“Clean up your room.”
“Get back in bed.”
“Eat your broccoli if you want dessert.”
“Turn off that computer now.”
Sometimes I feel like automaton mom—just trying to keep my kids doing the things I deem good for them and keeping them away from the dangers of modern life—video games, cell phones, materialism, sugar…
Where’s the joy?
To find joy, I need to get back to my core—go for a walk in nature, sing, dance or write. Once I’m fed spiritually, I can meet my kids where they want to be—experiencing the richness of life, finding their joy and experimenting with limits and new experiences.
Rather than judge their inclinations and impulses as good or bad, I can explore their world and find creative ways to reach resonance with them. Broccoli florets become “boom boom trees” harvested by dragons (my preschooler begs me to tell these stories every time I serve broccoli or cauliflower in for dinner).
Sometimes my boys find ways to find the fun together. They don’t like cleaning their rooms alone, but my preschooler loves to help his brother clean his room and possibly earn a discarded treasure in the process. My fifth grader has a gift for motivational delegating—he could probably write a book on inspired leadership.
Spiritual parenting starts with being present—when you’re present, spirit moves through you.
Sometimes it’s hard to be present.
Here’s a way to write yourself into a spiritual parenting space: Write down the problem—describe it in detail.
Now be your child and write about it from their perspective—be playful. Try to really get into his or her world. What does he want? How can you meet his needs creatively? Again be playful.
Now write the scenario in a way that his needs get met and you feel alive, present and happy. It can be pure fiction but allow yourself to get creative. You can even have a magic fairly come in and fix everything just so. Just allow the story to tell itself—not from that ego place of trying to control your child but form a place of playful spontaneity.
Next time the problem comes up, stop yourself from reaching for your usual phrase, complaint, order or request. Instead, get down to eye level with your child and acknowledge what they want or are asking for. Bring that playful writer with you and see what she has to offer.
Perhaps your imagination will take you to a place where the pirates force the hairy eyed monsters to clean up their pirate mess. You can both play the bossy pirates, then switch to the hairy eyed monsters who either grumble or—it turns out—love to clean!
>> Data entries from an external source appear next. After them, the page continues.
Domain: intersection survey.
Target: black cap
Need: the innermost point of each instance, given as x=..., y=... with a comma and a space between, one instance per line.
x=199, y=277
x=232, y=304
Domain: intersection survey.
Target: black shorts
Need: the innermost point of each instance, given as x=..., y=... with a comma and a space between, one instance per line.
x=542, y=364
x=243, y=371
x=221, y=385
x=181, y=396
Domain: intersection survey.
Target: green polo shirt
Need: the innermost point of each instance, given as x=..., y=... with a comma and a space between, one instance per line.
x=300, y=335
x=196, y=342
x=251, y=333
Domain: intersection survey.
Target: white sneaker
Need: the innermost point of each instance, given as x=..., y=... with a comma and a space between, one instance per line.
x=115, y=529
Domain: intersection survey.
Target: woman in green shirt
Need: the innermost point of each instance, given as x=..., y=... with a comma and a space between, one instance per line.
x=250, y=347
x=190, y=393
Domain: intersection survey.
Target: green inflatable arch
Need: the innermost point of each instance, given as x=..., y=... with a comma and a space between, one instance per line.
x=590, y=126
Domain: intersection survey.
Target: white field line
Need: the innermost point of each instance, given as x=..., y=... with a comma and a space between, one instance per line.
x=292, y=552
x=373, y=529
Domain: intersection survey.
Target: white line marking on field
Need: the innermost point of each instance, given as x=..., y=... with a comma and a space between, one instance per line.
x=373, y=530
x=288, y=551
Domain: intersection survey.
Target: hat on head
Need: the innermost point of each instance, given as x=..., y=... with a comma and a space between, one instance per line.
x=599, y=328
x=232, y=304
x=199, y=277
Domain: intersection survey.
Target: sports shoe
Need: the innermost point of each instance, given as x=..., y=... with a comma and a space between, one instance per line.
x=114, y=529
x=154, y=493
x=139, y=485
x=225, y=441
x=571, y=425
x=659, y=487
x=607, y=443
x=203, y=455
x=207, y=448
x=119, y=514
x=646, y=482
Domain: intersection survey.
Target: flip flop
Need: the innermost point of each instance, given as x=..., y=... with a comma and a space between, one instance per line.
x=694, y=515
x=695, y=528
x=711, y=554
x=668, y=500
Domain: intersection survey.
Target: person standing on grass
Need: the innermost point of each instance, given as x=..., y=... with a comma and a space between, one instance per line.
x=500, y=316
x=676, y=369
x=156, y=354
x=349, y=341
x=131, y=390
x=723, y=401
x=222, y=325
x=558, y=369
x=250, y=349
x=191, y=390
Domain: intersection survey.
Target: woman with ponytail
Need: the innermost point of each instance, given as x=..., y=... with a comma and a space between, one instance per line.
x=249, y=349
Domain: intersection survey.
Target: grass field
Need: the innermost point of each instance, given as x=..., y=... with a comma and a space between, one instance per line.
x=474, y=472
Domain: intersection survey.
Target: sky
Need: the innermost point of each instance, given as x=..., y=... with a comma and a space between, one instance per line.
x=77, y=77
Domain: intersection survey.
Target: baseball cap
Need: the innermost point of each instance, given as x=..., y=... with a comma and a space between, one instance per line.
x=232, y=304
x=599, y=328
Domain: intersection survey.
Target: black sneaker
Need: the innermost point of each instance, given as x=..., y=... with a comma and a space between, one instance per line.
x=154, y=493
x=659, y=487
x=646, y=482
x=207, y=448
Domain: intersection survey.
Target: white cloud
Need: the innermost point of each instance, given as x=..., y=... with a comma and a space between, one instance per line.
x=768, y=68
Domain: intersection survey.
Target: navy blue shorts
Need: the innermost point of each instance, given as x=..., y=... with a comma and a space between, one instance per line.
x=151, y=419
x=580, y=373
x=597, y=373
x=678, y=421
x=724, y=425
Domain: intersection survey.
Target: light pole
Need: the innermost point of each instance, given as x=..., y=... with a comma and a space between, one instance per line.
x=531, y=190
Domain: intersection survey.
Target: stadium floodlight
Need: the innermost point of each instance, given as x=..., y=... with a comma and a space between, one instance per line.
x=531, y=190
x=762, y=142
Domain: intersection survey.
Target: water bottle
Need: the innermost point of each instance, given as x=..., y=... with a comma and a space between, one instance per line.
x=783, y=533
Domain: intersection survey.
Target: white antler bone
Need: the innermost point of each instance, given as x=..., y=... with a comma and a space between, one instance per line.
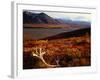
x=39, y=53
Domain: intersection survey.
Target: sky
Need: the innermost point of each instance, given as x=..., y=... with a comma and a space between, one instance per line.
x=68, y=15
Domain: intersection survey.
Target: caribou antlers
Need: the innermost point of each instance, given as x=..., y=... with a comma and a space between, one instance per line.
x=39, y=54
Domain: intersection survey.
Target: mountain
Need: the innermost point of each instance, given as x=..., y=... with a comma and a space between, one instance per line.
x=30, y=17
x=74, y=33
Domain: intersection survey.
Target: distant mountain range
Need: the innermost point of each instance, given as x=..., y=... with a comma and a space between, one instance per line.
x=42, y=18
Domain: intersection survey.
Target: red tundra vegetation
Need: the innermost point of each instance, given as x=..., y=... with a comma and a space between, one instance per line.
x=64, y=52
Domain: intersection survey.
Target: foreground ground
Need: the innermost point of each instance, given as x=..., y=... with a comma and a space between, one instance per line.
x=65, y=52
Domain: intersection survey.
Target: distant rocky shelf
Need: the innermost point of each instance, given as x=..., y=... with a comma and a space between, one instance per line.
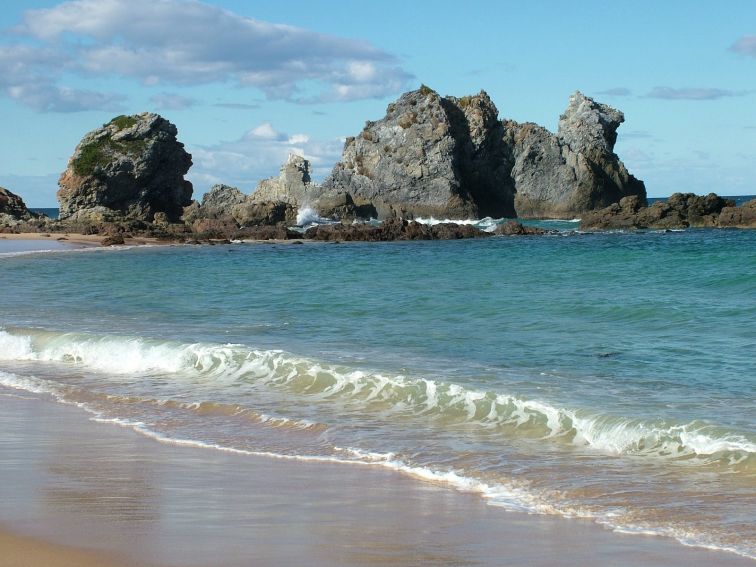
x=429, y=156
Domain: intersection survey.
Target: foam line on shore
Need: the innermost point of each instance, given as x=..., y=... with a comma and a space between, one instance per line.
x=688, y=443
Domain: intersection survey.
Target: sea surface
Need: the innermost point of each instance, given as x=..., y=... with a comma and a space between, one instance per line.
x=608, y=376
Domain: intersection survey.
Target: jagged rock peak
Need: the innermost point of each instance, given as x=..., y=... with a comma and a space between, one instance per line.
x=587, y=124
x=130, y=168
x=293, y=184
x=13, y=205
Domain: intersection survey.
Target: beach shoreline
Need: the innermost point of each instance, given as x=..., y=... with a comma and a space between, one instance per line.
x=22, y=551
x=97, y=488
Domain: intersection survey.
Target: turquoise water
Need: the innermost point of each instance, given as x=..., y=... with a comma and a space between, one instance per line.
x=608, y=376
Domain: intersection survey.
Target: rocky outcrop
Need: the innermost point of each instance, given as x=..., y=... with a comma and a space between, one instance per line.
x=681, y=210
x=429, y=156
x=216, y=204
x=225, y=209
x=514, y=228
x=576, y=170
x=13, y=210
x=743, y=216
x=252, y=213
x=451, y=157
x=293, y=184
x=131, y=168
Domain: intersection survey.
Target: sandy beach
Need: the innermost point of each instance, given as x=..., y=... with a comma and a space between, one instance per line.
x=97, y=493
x=72, y=238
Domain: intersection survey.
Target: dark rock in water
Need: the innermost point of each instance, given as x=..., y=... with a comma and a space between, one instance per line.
x=115, y=240
x=216, y=204
x=393, y=229
x=514, y=228
x=225, y=209
x=13, y=210
x=681, y=210
x=213, y=228
x=253, y=213
x=576, y=170
x=131, y=168
x=276, y=232
x=743, y=216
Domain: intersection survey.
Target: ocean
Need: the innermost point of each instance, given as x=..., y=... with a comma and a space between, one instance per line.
x=608, y=376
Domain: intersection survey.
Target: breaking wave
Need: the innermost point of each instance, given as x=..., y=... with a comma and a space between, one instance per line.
x=441, y=403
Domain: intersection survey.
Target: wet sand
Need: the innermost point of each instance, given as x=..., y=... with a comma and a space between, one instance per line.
x=72, y=238
x=104, y=489
x=19, y=551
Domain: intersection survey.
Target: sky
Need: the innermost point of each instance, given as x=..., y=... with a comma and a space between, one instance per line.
x=248, y=82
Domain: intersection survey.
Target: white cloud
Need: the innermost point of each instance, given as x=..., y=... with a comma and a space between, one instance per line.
x=258, y=154
x=188, y=42
x=692, y=93
x=265, y=131
x=745, y=45
x=170, y=101
x=616, y=91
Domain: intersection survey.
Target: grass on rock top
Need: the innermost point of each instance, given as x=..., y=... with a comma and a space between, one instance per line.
x=98, y=153
x=122, y=122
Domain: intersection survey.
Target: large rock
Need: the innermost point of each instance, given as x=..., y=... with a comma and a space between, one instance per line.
x=743, y=216
x=13, y=209
x=217, y=203
x=429, y=156
x=293, y=184
x=574, y=171
x=452, y=157
x=131, y=168
x=681, y=210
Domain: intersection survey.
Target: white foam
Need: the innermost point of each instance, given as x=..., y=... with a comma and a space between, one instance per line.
x=307, y=216
x=316, y=380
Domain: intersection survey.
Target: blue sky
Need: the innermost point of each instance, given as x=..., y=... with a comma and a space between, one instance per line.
x=247, y=82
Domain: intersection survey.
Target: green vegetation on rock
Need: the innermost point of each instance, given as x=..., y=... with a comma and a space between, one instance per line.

With older children, their desires may be different, but you can still access your inner wisdom to explore a problem. Write about the problem from the child’s view. You can still be playful and creative in imagining a resolution.
Then when the issue comes up again, stop yourself, get into your daughter’s shoes and acknowledge her frustrations, needs or desires.
See if you can come up with creative solutions together. By doing the writing exercise first, you help shift your own energy and allow yourself to be more present with your child. You’ve also paved the way by putting good, fun, light energy into the “problem” as you write, making it easier to access the spiritual, present, fun mom who lives within.